The man nodded absently, wrote something on a log sheet and handed back her card. Then he reached under his desk and pressed a button, and the gate clicked open. Through the gate was covered parking for the Lieutenants and Captains of the base, and a short distance ahead was another arch. This led to the central atrium of the housing block.

She through the door, pausing once she had reached the other side. The atrium had a tiled plaza at the ground level, and staircases all around the inside. She looked up, squinting through the harsh floodlights at where Philip's room was. She thought she could discern some activity, but she wasn't sure. She jogged across the plaza to a metal staircase, installed against the wall at an angle, and started running up. Philip was on the sixth floor, and it would take about a minute to reach it.

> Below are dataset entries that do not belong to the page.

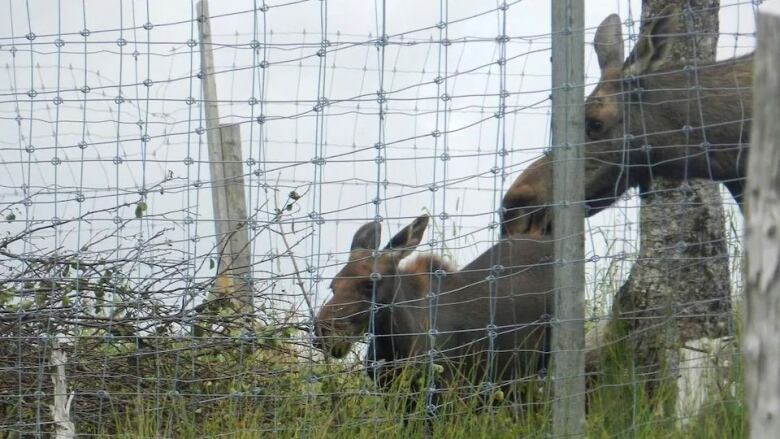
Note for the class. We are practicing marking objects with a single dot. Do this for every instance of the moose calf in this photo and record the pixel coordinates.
(425, 311)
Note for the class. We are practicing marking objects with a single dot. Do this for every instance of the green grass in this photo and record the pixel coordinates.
(349, 406)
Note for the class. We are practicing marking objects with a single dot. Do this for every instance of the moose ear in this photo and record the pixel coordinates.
(654, 48)
(608, 43)
(405, 241)
(367, 236)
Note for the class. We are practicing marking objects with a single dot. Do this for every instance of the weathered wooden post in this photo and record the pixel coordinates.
(568, 331)
(227, 190)
(762, 317)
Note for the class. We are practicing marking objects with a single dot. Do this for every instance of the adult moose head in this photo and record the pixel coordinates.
(502, 299)
(649, 116)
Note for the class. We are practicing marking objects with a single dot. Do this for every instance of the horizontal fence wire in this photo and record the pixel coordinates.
(377, 142)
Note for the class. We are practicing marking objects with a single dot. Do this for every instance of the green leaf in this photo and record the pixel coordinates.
(140, 208)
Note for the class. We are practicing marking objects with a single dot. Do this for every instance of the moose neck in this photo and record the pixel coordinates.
(697, 120)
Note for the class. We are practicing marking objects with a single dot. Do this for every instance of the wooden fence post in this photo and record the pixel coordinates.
(568, 331)
(762, 317)
(227, 178)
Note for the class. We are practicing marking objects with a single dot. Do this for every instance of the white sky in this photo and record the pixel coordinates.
(349, 76)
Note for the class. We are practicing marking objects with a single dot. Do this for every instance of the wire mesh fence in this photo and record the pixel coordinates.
(364, 132)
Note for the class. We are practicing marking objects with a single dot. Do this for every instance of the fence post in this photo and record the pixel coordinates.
(227, 191)
(568, 331)
(762, 317)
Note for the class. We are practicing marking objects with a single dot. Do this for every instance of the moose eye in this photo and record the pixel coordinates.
(593, 126)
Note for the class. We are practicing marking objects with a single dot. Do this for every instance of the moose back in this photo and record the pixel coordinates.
(484, 322)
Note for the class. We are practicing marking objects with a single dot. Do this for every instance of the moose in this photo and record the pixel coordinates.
(423, 305)
(648, 116)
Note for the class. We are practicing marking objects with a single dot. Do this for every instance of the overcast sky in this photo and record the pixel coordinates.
(67, 63)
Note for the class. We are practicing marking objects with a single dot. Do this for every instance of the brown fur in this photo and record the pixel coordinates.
(420, 269)
(464, 304)
(673, 122)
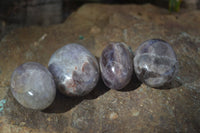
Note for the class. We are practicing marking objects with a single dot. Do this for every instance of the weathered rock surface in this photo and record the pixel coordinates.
(137, 108)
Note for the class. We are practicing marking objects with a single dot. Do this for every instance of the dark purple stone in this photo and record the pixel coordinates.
(32, 86)
(116, 65)
(75, 70)
(155, 63)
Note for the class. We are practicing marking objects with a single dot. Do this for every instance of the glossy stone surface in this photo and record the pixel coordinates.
(155, 63)
(75, 70)
(116, 65)
(32, 86)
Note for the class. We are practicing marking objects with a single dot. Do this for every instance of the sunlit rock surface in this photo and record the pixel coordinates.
(139, 108)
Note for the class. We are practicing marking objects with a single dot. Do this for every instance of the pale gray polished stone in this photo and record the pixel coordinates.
(116, 65)
(32, 86)
(75, 70)
(155, 63)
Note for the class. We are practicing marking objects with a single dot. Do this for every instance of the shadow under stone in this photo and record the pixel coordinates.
(133, 84)
(64, 103)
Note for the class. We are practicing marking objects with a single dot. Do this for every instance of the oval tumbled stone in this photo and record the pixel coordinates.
(116, 65)
(155, 63)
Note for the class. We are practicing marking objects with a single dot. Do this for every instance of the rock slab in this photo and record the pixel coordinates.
(137, 108)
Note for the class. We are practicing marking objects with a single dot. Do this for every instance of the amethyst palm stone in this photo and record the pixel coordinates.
(32, 86)
(155, 63)
(116, 65)
(75, 70)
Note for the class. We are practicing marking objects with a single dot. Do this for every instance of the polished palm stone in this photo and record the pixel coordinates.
(155, 63)
(32, 86)
(75, 70)
(116, 65)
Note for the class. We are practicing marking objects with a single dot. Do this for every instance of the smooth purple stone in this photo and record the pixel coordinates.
(32, 86)
(155, 63)
(75, 70)
(116, 65)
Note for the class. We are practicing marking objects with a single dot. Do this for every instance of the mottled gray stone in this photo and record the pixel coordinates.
(116, 65)
(75, 70)
(32, 85)
(155, 63)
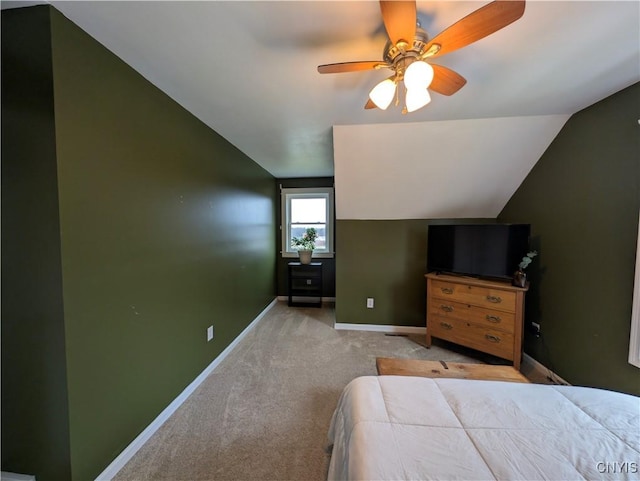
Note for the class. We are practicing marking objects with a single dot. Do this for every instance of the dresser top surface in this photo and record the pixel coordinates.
(473, 281)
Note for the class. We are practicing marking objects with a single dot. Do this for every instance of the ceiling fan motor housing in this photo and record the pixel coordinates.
(402, 55)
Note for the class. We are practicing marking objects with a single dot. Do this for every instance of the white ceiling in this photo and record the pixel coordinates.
(248, 70)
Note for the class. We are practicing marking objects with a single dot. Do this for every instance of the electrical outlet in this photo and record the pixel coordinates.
(535, 329)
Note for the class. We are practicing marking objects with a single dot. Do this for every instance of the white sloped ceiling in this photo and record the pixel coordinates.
(440, 169)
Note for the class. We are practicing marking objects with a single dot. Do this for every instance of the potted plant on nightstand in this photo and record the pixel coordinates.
(305, 245)
(519, 276)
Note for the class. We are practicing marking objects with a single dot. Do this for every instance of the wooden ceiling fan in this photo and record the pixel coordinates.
(409, 46)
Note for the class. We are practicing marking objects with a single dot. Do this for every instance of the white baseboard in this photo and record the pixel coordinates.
(381, 328)
(542, 369)
(124, 457)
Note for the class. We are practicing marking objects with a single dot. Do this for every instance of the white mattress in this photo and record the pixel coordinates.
(395, 427)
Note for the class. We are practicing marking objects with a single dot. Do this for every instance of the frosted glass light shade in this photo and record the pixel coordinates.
(417, 98)
(382, 94)
(418, 75)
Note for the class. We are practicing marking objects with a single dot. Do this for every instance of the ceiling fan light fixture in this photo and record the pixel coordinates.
(418, 75)
(416, 99)
(383, 93)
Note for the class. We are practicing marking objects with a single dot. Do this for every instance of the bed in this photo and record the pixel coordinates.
(399, 427)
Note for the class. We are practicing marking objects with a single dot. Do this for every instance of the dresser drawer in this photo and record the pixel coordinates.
(476, 295)
(475, 336)
(490, 318)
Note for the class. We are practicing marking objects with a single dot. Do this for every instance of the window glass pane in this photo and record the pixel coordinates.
(298, 230)
(310, 210)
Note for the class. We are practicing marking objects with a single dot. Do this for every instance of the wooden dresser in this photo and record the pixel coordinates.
(483, 315)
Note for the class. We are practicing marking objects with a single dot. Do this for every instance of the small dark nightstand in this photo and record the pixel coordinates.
(305, 284)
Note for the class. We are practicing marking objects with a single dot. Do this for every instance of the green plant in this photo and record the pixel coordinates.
(306, 242)
(526, 260)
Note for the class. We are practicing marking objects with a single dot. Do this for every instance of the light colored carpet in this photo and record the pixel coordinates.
(264, 413)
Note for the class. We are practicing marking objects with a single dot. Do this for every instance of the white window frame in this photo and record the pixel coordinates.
(298, 193)
(634, 341)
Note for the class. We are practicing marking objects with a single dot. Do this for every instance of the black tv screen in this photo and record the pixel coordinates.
(481, 250)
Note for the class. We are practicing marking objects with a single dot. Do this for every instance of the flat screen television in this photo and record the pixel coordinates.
(479, 250)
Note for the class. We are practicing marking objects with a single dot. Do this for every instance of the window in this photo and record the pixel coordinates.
(304, 208)
(634, 341)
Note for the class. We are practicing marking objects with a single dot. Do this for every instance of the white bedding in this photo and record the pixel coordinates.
(395, 427)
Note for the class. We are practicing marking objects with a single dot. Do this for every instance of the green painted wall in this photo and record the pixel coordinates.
(35, 417)
(582, 199)
(386, 260)
(164, 229)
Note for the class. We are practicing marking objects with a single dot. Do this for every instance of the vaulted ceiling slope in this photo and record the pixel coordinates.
(424, 171)
(248, 69)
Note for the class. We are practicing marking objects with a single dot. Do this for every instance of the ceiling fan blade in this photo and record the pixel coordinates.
(351, 66)
(399, 20)
(446, 81)
(484, 21)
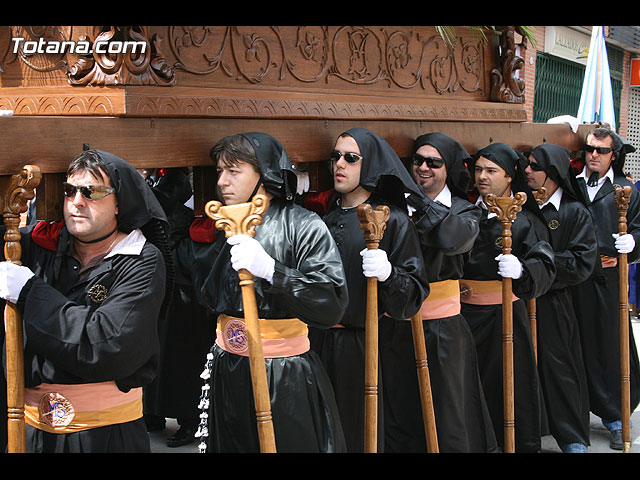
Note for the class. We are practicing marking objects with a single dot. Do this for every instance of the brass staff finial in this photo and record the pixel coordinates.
(373, 223)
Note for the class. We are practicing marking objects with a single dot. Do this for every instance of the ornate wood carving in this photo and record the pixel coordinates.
(126, 68)
(353, 72)
(505, 85)
(390, 58)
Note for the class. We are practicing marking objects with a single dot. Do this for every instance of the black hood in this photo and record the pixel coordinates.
(383, 172)
(138, 208)
(137, 205)
(455, 157)
(620, 147)
(555, 161)
(276, 170)
(513, 163)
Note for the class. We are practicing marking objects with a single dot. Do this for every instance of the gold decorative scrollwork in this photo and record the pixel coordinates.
(241, 218)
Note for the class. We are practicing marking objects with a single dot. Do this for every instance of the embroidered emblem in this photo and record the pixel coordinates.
(235, 336)
(465, 291)
(55, 410)
(97, 293)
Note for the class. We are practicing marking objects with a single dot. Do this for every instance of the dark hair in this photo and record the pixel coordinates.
(89, 161)
(233, 149)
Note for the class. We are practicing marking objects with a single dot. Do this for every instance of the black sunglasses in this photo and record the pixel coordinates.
(432, 162)
(90, 192)
(350, 157)
(600, 150)
(536, 167)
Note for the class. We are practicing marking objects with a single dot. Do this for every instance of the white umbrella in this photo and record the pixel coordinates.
(596, 101)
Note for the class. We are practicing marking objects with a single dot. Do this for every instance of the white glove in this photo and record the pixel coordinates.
(509, 266)
(303, 182)
(247, 253)
(12, 278)
(375, 264)
(624, 243)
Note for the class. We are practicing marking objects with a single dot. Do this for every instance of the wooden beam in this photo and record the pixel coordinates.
(52, 142)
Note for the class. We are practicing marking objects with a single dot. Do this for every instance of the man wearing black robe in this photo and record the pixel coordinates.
(498, 169)
(188, 329)
(562, 374)
(299, 282)
(448, 225)
(596, 300)
(90, 291)
(376, 176)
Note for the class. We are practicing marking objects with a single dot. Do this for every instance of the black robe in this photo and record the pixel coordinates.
(400, 296)
(536, 255)
(560, 364)
(69, 339)
(308, 283)
(462, 418)
(596, 303)
(187, 330)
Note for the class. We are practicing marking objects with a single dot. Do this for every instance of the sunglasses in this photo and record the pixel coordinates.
(350, 157)
(600, 150)
(536, 167)
(90, 192)
(432, 162)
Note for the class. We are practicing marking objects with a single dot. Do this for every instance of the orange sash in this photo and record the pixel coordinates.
(281, 337)
(482, 292)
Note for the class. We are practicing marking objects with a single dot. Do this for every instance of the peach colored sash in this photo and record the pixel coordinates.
(57, 408)
(281, 337)
(482, 292)
(443, 300)
(608, 262)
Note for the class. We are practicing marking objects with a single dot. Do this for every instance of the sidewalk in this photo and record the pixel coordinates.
(599, 435)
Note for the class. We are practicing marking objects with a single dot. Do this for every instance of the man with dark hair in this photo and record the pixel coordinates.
(596, 300)
(299, 282)
(560, 364)
(447, 225)
(88, 290)
(367, 170)
(499, 170)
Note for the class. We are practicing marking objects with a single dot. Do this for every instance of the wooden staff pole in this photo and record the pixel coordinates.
(20, 190)
(372, 222)
(424, 381)
(623, 196)
(539, 195)
(242, 219)
(506, 209)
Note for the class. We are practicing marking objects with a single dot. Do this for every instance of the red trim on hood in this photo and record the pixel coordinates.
(46, 234)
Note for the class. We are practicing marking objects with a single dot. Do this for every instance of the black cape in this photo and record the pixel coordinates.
(560, 363)
(596, 303)
(531, 247)
(309, 284)
(462, 418)
(188, 330)
(71, 339)
(400, 296)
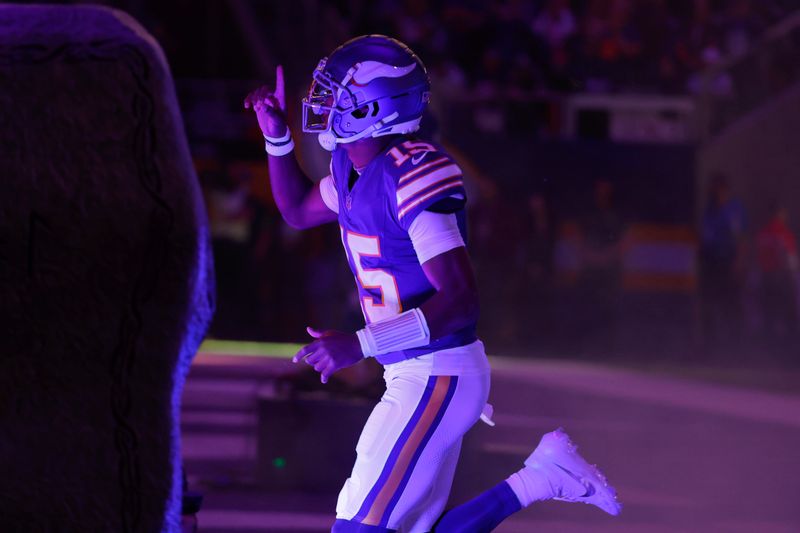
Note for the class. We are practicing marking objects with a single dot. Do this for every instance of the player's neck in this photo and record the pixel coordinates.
(362, 152)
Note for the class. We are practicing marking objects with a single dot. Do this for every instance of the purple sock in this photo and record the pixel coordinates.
(481, 514)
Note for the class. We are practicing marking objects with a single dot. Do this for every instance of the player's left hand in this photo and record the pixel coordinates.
(332, 351)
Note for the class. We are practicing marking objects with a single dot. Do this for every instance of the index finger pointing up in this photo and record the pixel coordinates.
(279, 90)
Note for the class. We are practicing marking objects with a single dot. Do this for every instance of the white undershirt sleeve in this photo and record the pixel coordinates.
(433, 234)
(327, 189)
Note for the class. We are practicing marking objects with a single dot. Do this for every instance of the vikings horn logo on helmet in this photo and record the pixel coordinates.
(370, 86)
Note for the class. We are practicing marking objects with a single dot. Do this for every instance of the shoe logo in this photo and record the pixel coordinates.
(419, 157)
(590, 490)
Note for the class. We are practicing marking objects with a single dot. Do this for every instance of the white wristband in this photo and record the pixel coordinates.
(278, 146)
(406, 330)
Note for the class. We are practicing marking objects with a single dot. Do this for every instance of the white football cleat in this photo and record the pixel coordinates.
(570, 476)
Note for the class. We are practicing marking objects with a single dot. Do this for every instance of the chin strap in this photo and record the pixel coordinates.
(328, 140)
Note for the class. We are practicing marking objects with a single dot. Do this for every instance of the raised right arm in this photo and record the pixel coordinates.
(297, 197)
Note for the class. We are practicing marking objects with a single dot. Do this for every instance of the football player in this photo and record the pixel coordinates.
(399, 202)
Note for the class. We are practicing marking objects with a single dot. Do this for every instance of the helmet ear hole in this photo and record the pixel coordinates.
(361, 112)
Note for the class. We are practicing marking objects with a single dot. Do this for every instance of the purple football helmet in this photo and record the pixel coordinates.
(370, 86)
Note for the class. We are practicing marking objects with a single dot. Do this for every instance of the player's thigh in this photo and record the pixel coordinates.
(407, 452)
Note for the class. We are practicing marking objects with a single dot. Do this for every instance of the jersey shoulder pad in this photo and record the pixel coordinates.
(423, 175)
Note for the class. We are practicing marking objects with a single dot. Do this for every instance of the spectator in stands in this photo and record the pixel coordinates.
(778, 265)
(554, 26)
(603, 241)
(721, 265)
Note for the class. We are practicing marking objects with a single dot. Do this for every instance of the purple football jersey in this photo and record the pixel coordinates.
(409, 177)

Reach it she did, panting from exertion. And there was a problem. Between the rooms and the atrium there was a walkway, with a balcony rail to keep unsteady walkers from plummeting to their deaths below. But the space between Philip's room and the rail was crowded by officials.

Now she ran without heed. Arriving at the commotion a few minutes later, she asked "What's going on?"

A man turned to her. He was dressed in the standard issue outfit - obviously a conscript. "I dunno, think someone's hurt."

At this, she became terrified. She shoved past him, frantically working her way through the crowd. There was an opening at Philip's door - but then she realised that it was his door they were crowding around. At the door, an official stopped her.

"Let me in!" she shouted, wrestling in his grip.

"I need identification," the man said, pushing her away. Dori glared at him and produced her GID card.

"Doris Burton," she said, practically throwing the card at him. "Registered friend. Now let me in."

The man looked at the card, and then back at her, his face dropping.

"I hate to be the one to tell you this," he began, but Dori had already pushed past him. She ran into Philip's bedroom - as she entered, another man grabbed her from behind, restraining her. She turned to fight him, but stopped when she saw the shape in Philip's bed.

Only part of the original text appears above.